A teenage girl believes to have been smuggled into Ireland to work as a sex slave is now under armed protection at an Irish hospital.

The girl, believed to be only 13 or 14, was found in a distressed state outside Dublin’s General Post Office earlier this month.

Police are still trying to identify the girl who has little or no English and has been communicating with them by drawing pictures, many of them disturbing according to reports.

Dublin’s High Court has refused police permission to release the girl’s photo to the press in an attempt to help identify her.

The Sunday Independent reports that officers were again told that this cannot happen until the girl is in permanently secure accommodation in the care of Ireland’s health authority.

The report says the girl was in a highly distressed and confused state when she was found wandering outside the GPO on O’Connell Street a fortnight ago.

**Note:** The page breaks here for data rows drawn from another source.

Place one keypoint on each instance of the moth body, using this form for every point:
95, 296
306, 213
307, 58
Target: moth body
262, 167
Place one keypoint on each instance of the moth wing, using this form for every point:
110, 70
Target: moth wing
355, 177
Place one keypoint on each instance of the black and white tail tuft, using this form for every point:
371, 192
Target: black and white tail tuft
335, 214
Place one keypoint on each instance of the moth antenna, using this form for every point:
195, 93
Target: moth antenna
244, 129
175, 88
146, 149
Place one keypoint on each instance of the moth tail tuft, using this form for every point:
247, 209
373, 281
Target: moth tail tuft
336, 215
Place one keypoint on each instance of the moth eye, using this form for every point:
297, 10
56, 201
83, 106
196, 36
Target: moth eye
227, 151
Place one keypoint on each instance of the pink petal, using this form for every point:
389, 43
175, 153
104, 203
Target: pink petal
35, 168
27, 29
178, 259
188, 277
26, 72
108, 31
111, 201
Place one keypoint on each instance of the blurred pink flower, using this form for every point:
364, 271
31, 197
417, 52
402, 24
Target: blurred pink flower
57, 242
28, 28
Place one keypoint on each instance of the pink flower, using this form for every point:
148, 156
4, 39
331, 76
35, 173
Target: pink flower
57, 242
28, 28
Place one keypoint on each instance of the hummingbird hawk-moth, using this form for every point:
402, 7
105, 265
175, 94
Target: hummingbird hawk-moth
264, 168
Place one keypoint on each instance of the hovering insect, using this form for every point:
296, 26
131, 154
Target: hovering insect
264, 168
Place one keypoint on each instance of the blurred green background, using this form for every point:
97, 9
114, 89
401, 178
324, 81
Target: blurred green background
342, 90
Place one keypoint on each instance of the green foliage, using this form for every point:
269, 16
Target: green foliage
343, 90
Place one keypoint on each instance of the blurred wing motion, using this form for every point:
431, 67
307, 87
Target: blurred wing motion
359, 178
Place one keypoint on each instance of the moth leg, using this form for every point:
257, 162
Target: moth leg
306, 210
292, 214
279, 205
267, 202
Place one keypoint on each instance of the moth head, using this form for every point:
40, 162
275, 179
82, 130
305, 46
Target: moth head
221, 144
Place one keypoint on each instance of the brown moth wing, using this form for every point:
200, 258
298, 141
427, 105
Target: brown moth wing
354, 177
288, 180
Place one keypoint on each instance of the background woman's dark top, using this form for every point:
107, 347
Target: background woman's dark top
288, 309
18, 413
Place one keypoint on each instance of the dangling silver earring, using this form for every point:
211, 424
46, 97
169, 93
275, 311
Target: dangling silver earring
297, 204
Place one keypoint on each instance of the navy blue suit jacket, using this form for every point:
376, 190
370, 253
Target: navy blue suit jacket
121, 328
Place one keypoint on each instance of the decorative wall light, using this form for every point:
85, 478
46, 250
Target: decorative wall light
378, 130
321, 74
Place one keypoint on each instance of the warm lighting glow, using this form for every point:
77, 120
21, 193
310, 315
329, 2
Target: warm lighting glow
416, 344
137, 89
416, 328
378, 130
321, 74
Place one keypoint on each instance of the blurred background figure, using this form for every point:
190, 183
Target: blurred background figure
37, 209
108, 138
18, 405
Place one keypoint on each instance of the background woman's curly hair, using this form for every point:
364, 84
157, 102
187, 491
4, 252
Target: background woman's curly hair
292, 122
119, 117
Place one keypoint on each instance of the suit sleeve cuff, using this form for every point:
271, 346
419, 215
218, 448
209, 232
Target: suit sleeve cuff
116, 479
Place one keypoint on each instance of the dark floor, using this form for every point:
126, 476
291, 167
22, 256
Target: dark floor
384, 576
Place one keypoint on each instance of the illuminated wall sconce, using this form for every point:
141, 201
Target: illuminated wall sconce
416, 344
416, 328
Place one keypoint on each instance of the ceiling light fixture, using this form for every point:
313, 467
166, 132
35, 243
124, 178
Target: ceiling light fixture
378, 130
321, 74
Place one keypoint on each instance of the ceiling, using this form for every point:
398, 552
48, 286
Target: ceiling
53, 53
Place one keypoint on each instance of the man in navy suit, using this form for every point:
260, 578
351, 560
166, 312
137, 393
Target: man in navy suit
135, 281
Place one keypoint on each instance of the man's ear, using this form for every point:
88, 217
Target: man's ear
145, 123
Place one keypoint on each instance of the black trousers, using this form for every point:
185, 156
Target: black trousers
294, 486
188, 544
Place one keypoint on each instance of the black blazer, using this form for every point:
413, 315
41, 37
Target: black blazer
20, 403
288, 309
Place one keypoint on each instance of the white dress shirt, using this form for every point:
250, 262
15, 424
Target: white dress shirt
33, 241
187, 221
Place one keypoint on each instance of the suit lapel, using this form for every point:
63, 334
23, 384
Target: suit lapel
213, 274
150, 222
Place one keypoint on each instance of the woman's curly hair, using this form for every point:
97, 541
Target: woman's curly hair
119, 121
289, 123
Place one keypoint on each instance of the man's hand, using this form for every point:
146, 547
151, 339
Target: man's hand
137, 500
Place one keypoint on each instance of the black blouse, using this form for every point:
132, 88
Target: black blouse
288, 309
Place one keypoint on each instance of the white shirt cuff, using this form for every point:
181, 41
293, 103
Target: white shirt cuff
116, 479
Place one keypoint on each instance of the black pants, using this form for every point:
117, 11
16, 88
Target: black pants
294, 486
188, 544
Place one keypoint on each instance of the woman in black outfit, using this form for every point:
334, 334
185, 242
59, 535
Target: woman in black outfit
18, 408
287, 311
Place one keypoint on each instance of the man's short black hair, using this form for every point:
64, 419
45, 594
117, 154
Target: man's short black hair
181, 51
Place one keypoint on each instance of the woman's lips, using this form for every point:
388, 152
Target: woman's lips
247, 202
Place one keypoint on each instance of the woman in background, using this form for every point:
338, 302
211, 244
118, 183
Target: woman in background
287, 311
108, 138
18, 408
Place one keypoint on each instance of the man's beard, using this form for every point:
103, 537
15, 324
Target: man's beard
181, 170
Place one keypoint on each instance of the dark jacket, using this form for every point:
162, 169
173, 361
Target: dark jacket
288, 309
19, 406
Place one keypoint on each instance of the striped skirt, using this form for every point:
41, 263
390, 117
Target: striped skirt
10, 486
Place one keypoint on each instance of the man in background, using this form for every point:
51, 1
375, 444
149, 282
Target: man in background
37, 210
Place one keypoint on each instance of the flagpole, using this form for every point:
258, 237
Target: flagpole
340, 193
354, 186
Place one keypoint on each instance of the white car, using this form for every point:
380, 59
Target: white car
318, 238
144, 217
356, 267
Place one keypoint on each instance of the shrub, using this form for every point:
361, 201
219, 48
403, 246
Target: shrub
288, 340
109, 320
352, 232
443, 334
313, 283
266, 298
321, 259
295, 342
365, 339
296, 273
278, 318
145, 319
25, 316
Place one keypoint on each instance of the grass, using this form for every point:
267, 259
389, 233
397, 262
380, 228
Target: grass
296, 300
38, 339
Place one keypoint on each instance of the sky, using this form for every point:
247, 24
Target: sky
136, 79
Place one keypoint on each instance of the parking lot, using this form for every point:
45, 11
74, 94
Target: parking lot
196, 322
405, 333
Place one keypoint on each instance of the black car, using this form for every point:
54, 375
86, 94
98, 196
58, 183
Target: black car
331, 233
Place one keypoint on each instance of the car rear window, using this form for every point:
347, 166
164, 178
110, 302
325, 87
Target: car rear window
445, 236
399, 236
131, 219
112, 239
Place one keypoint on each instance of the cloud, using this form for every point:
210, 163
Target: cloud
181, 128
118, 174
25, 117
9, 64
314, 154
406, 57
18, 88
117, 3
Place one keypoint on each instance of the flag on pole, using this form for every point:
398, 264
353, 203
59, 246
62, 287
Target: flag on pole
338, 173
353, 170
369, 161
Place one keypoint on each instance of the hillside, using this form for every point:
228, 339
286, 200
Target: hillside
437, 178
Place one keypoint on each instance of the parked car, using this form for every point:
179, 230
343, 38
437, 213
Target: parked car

She is unable to converse but speaks a few words that suggest she is of Eastern European origin

The paper also reports that ‘in a highly disturbing case of suspected human trafficking, it has emerged that the girl was drugged when she was found’.

Her inability to converse and her demeanour have led officers to believe she may have been held in captivity. They fear she is possibly a victim of trafficking.

The images she has drawn for the police, one of which depicts a large male figure lying on top of a smaller female figure, have led officers to suspect she was the victim of abuse.

The Sunday Independent reports that another drawing depicts a woman and child, with a cross drawn over the woman, suggesting to police that her mother may be dead.

The paper adds that 13- or 14-year-old girl is in constant fear of men and cowers when they come near her.

She is attended around the clock by female officers with an armed officer outside the hospital room at all times.

Attempts to contact dentists who may have carried out orthodontic work on the girl have so far proved fruitless.

Her picture has been forwarded to the international police agency Interpol which has circulated her image and details to international police forces.

No international force has been able to identify the girl and police in Dublin are anxious to release her photo to the world press.